Migrating models

Model migration is the movement of a model from one controller to another. The same configuration of machines, units, and their relations will be replicated on the destination controller, while your applications continue uninterrupted. Note that a controller model cannot be migrated.

Model migrations can be used to simulate a controller upgrade where models are migrated to a newly-created controller (running with a more recent Juju version).

Migration is equally useful for load balancing. If a controller hosting multiple models reaches capacity, you can move the busiest models to a new controller, reducing load without affecting your applications.

For migration to work:

  • The source and destination controllers need to be in the same cloud environment.
  • The destination controller needs to be running on the same cloud substrate as the source controller.
  • Destination controllers on different regions or VPCs need direct connectivity to the source controller.
  • The version of Juju running on the destination controller needs to be the same or newer than the version on the source controller.
  • A model intended to be migrated must have all of its users set up on the destination controller. The operation will be aborted, and an advisory message displayed, if this is not the case.

Usage

To start a migration, the destination controller must be in the client’s local configuration cache. See the Clouds page for details on how to do this.

While the migration process is robust, a backup of the source controller before performing a migration is recommended. See Controller backups for assistance.

To migrate a model on the current controller to a destination controller:

juju migrate <model-name> <destination-controller>

A model with the same name as the migrated model cannot exist on the destination controller

You can monitor progress from the output of the status command run against the source model.
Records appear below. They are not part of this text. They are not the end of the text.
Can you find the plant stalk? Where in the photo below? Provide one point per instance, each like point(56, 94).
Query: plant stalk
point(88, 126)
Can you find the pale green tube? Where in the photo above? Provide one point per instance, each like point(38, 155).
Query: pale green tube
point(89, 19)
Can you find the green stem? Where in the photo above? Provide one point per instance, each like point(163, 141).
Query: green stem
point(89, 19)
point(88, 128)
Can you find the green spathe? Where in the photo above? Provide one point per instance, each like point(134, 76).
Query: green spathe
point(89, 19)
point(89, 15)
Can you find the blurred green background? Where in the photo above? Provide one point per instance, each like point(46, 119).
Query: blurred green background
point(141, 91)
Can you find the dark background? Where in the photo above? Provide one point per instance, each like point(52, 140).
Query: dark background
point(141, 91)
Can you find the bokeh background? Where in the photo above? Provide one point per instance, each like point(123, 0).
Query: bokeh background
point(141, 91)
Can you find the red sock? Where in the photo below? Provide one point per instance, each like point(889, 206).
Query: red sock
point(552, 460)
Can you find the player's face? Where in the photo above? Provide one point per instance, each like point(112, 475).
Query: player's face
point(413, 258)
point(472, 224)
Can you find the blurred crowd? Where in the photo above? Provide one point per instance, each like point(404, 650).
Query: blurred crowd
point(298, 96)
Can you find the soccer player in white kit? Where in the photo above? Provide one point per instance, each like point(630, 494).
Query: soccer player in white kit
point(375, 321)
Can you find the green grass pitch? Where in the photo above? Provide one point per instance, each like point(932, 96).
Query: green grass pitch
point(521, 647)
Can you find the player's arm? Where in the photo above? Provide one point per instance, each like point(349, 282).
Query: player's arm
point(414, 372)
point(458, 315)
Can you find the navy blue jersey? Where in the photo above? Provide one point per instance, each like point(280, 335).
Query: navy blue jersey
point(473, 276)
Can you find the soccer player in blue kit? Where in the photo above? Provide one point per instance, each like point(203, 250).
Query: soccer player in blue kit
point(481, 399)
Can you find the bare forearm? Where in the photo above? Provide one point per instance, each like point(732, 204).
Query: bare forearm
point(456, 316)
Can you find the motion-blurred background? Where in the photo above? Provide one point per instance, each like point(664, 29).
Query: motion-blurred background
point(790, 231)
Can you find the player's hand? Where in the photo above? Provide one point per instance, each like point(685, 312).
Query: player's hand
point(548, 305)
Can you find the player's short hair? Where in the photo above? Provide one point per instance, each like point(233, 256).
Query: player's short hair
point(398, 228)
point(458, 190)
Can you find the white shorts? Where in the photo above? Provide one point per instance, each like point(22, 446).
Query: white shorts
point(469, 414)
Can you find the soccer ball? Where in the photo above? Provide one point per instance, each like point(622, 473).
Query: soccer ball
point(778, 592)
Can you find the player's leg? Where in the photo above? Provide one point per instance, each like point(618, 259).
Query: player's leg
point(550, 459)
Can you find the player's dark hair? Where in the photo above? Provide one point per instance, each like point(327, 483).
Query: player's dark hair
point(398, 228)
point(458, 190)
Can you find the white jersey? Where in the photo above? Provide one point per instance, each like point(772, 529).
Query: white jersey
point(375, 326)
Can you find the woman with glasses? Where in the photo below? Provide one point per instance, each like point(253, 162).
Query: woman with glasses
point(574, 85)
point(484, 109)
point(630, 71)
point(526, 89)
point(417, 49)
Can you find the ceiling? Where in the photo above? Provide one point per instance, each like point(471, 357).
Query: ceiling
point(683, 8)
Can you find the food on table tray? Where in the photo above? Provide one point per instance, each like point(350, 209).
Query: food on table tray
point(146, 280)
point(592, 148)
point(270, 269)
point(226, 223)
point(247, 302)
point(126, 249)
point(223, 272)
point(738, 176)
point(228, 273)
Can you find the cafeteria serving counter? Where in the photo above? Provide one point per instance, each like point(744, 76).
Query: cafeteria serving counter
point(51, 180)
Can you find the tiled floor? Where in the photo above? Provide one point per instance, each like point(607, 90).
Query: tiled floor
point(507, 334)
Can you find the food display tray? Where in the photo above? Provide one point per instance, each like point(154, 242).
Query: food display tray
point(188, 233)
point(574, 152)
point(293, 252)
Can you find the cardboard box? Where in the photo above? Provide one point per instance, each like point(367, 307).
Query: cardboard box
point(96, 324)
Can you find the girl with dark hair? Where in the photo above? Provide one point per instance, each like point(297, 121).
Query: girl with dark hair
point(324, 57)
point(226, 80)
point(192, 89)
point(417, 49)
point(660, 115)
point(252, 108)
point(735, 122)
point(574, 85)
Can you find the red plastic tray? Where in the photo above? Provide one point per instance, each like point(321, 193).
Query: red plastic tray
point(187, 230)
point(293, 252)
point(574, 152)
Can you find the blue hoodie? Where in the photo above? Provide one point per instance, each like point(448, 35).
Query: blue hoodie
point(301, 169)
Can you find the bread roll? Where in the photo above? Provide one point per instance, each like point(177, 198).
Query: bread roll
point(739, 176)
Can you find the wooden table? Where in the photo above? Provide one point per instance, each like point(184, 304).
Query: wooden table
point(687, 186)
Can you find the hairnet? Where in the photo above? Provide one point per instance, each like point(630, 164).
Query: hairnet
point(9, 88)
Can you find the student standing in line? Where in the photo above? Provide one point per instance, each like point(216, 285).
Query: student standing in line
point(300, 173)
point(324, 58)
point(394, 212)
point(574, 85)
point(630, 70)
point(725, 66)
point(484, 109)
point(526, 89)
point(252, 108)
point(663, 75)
You may want to use a command such as watch to automatically refresh the status output, rather than manually running status each time:

watch --color -n 1 juju status --color

In the output, a ‘Notes’ column is appended to the model overview line at the top of the output. The migration will step through various states, from ‘starting’ to ‘successful’.

The ‘status’ section in the output from the show-model command also includes details on the current or most recently run migration. It adds extra information too, such as the migration start time, and is a good place to start if you need to determine why a migration has failed.

This section will look similar to the following after starting a migration:

  status:
    current: available
    since: 23 hours ago
    migration: uploading model binaries into destination controller
    migration-start: 21 seconds ago

Migration time depends on the complexity of the model, the resources it uses, and the capabilities of the backing cloud.

If failure occurs during the migration process, the model, in its original state, will be reverted to the original controller.

Verification

When the migration has completed successfully, the model will no longer reside on the source controller. It, and its applications, machines and units, will be running on the destination controller.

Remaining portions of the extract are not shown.